Those doing machine learning are understandably wary of newer methods, and I can see why they might opt to give it time for hidden problems to be discovered before committing. The long-term viability of a model is often judged by its very ability to remain on the scene after many years, which, though vaguely tautological, remains valid. For those models that survive the process, they are deemed essential, timeless. The rest are disregarded.

There are two sides from which this can be viewed: the business risk side, and the development side. These are deeply intertwined.

The Risk Side

Product managers and tech leadership who are coming to grips with the reality that is the pervasiveness of machine learning have an increasing number of considerations, many of them in technology areas that may not be within their expertise. There may be a bit of silver lining, however: the discussion regarding what machine learning technology makes its way into new products is fundamentally one of risk. To the extent that they can work with those within their organization or its allies who have the expertise to accurately assess the risk of newer methods, they can quantify the level of risk for when things go wrong.

For instance, if a new method can drop the error rate of a certain type of prediction down to 3% (as opposed to a previous 5%), how does that affect the risk statistics of the business? Does it enable broader distribution or reach into a higher market segment? Does it enable new products entirely? These questions must be answered.

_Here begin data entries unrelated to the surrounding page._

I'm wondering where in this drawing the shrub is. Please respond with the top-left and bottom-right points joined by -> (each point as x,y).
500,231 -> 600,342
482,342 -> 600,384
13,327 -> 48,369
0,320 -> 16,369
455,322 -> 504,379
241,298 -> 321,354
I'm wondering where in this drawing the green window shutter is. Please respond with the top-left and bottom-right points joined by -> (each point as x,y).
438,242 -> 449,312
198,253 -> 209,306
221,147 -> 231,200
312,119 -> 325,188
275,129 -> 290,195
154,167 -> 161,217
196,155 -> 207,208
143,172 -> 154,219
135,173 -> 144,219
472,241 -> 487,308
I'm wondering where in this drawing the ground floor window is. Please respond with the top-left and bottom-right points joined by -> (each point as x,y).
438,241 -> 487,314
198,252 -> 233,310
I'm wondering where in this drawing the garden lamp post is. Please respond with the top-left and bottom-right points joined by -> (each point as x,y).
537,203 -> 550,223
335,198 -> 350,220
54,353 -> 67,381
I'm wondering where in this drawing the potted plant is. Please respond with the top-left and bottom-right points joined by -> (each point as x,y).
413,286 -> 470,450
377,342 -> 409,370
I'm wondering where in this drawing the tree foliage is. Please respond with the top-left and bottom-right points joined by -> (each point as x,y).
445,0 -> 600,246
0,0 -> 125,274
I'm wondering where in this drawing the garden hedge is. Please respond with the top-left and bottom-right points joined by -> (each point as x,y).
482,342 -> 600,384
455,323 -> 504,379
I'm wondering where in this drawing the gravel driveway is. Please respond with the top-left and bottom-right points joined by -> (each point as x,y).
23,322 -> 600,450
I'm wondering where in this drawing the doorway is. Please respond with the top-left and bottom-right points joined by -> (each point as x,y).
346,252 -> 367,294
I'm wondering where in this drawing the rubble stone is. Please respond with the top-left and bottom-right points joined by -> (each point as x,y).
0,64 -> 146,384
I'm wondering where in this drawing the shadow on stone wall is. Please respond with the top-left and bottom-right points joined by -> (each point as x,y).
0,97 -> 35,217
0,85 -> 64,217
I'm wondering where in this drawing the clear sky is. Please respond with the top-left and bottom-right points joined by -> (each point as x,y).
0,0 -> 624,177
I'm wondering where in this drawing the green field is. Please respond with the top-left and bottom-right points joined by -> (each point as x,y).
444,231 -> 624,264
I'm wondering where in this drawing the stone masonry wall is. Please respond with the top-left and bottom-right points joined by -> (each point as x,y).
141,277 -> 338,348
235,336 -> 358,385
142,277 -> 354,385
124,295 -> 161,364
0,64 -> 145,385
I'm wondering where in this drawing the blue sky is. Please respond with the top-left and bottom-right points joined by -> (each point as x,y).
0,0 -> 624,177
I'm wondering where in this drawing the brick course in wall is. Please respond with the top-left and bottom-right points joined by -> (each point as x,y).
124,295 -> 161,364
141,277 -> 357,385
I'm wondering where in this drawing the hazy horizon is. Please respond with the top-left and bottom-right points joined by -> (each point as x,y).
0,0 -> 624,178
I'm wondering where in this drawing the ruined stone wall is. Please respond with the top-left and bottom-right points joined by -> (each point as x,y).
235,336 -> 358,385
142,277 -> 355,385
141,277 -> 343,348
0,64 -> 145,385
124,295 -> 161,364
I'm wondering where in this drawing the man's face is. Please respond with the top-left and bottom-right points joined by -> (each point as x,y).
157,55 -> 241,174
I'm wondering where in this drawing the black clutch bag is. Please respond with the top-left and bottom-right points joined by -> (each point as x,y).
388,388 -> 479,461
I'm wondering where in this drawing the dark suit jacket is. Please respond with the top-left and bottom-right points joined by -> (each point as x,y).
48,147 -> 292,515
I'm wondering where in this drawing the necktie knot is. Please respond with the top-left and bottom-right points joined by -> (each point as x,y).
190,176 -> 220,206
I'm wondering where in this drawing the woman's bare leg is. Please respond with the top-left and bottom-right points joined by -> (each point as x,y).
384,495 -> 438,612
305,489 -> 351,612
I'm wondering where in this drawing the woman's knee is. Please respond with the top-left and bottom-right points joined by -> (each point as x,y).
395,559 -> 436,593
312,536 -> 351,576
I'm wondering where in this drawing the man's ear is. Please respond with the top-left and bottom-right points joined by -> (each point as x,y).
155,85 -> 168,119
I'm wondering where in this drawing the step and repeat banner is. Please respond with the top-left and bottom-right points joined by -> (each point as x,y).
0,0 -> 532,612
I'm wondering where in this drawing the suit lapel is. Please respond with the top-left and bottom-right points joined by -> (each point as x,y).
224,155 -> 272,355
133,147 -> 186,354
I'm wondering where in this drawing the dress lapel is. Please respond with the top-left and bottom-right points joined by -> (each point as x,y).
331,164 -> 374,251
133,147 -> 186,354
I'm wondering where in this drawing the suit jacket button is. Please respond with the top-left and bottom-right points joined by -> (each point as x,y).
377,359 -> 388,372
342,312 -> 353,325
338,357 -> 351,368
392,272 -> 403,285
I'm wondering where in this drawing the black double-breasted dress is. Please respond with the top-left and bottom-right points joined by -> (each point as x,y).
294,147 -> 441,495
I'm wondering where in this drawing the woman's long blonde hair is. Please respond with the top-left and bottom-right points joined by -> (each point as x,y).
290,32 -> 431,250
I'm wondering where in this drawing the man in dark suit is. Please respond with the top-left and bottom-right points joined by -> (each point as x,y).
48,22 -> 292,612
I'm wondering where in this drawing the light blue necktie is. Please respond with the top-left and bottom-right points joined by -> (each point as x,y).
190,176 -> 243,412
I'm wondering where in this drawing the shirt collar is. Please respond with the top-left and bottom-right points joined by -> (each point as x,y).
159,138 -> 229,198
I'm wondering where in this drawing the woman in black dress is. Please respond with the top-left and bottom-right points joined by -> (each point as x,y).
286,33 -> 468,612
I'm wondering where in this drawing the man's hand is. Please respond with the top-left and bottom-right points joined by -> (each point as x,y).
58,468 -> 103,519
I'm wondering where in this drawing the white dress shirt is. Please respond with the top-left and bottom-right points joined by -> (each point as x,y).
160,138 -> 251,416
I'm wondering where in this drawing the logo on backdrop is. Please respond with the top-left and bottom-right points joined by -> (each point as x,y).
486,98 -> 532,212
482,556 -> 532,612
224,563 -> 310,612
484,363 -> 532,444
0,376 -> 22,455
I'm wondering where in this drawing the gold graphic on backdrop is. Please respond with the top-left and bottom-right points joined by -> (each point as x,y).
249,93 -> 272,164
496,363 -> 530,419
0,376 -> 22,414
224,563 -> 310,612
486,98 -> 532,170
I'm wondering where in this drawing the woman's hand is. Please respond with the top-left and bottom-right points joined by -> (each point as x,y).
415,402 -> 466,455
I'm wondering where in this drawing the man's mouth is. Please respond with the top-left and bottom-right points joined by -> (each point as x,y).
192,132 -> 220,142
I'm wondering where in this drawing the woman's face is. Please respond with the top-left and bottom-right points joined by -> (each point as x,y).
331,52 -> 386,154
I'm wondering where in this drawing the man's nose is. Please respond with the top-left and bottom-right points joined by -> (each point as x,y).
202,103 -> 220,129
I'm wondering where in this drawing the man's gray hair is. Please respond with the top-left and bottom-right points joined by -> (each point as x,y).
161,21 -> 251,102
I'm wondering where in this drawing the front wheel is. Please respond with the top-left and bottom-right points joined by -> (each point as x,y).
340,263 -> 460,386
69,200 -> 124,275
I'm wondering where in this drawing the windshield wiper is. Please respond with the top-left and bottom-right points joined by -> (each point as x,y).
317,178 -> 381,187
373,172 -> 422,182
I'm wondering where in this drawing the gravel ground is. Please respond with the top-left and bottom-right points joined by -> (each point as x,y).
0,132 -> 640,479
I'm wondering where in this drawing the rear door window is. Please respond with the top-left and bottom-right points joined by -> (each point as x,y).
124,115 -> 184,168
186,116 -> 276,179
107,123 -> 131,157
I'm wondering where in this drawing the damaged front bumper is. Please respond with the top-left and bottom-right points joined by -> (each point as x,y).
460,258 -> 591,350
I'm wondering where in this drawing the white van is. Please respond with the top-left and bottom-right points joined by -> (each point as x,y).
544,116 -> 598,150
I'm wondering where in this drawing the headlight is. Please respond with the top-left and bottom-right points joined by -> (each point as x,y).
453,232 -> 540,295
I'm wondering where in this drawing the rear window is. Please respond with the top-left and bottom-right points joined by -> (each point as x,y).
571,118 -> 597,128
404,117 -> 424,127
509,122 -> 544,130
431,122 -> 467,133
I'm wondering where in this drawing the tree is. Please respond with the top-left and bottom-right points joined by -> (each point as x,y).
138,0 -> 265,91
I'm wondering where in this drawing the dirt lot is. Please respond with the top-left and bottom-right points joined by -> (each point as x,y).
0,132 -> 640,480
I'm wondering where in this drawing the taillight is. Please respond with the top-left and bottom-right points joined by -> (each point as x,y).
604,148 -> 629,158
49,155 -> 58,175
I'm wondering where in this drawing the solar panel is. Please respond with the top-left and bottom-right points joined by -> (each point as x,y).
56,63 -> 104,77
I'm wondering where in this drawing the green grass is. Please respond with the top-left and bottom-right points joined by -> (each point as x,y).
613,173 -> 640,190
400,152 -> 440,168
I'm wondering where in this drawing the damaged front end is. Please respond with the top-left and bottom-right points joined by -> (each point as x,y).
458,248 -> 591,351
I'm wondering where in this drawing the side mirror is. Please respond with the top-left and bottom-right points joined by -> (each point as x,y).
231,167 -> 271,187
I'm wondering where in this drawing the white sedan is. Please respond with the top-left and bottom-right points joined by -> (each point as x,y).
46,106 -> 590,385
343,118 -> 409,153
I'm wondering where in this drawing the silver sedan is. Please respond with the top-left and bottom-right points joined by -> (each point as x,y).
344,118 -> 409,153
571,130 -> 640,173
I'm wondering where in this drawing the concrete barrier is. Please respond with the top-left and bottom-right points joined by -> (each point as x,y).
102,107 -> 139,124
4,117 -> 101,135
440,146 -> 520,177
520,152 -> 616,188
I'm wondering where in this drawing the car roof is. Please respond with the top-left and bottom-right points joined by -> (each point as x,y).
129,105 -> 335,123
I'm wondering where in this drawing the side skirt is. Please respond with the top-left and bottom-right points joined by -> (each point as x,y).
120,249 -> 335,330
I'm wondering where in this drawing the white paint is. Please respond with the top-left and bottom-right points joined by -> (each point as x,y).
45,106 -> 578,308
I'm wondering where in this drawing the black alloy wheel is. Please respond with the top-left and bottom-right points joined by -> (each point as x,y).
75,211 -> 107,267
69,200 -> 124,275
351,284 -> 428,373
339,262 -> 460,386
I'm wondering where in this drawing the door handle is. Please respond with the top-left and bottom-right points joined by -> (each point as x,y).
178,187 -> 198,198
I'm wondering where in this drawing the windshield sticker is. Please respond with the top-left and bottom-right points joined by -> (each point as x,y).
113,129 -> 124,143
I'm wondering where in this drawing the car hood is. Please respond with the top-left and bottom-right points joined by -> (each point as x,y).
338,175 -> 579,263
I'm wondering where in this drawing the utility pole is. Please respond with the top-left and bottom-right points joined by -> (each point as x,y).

New qualitative capabilities may seem more difficult to judge, but that is not necessarily true. For instance, some newer capabilities involve an AI system describing what’s in a photograph, using completely natural language with understandable sentences. If a product manager or CTO is considering using this capability in a new product or feature, the error rate of the method can still be used to assess the risk to the business that the new feature exposes them to. The degree of risk will vary widely by the specific industry and application, but the process remains the same.

The Development Side

Even if all parties can agree that a new method is tempting enough to use in a feature, somebody still has to code the thing. This is where progress is sluggish. Developing new, unfamiliar models and validating them is a nontrivial effort, even for experienced ML programmers. Assuming you’re doing the first implementation in a given language or environment, it requires a degree of getting into the thought process of the researchers. Often, direct correspondence is needed to clarify details.

While many papers include pseudocode that can be readily translated into a programming language, just as many do not. From there, you are left to develop a deep understanding of the model’s description and translate its mathematical definition and data structures into a complete implementation. It’s hard work.

This is the part where things can slow down: without a clear understanding of the model and its behavior, it is not possible for a tech lead, data scientist, or ML developer to accurate judgements about the level of risk or the likelihood of bugs or other surprise behavior. More than the error rate, one has to assume that the resulting implementation will have its own quirks and bugs. To assume otherwise would be both unrealistic and foolish.

Many companies may be slower to adopt “bleeding edge” methods, then, because it is simply too difficult to enumerate implied capabilities and to quantify the risk it imposes. How can this be solved?

Shorten the Ramp

Consider the situation where there is X new deep learning model and a company really wants to use it in their products, but may not have a good way of reaching the logical conclusions of doing so. We can point out the main issues:

It can be a challenge to arrive at an exact error rate for the specific application before an implementation has been made. The paper will use test datasets, but the model will almost surely behave differently with the data specific to a feature.
There is often a break in the communication between those gaining understanding of the model and those assessing how it may affect the business overall. It could be anything from a smash hit to total disaster.
Even when a model is finished, it will need to land in an environment in which to run. Engineers should keep the infrastructure requirements in mind from the beginning.
In a waterfall or waterfall-like process, it is of course not possible to create requirements in the absence of understanding of the capabilities involved. This stalls progress.
Agile development is out the window, due to the high sensitivity of the relationship between model performance and feature risk or cost. These aren’t really the kinds of things you can just “ship first, iterate later”. Much needs to be worked out before it goes into the hands of feature developers.

All of this points toward two ways to shorten the ramp to deployment:

If a company is genuinely interested in adopting new algorithms and models in their offerings, they need to provide representative data as soon as possible.
Their engineering and/or data science team(s) need to have tools and infrastructure to support rapid prototyping of new models.

Only with datasets that are representative of what will occur in a production setting can a team judge their implementation and profile its performance. In the paper, a model may boast 90-something percent accuracy, but you may find that for your problem it is a little less, thereby affecting how risky the investment in developing the model is.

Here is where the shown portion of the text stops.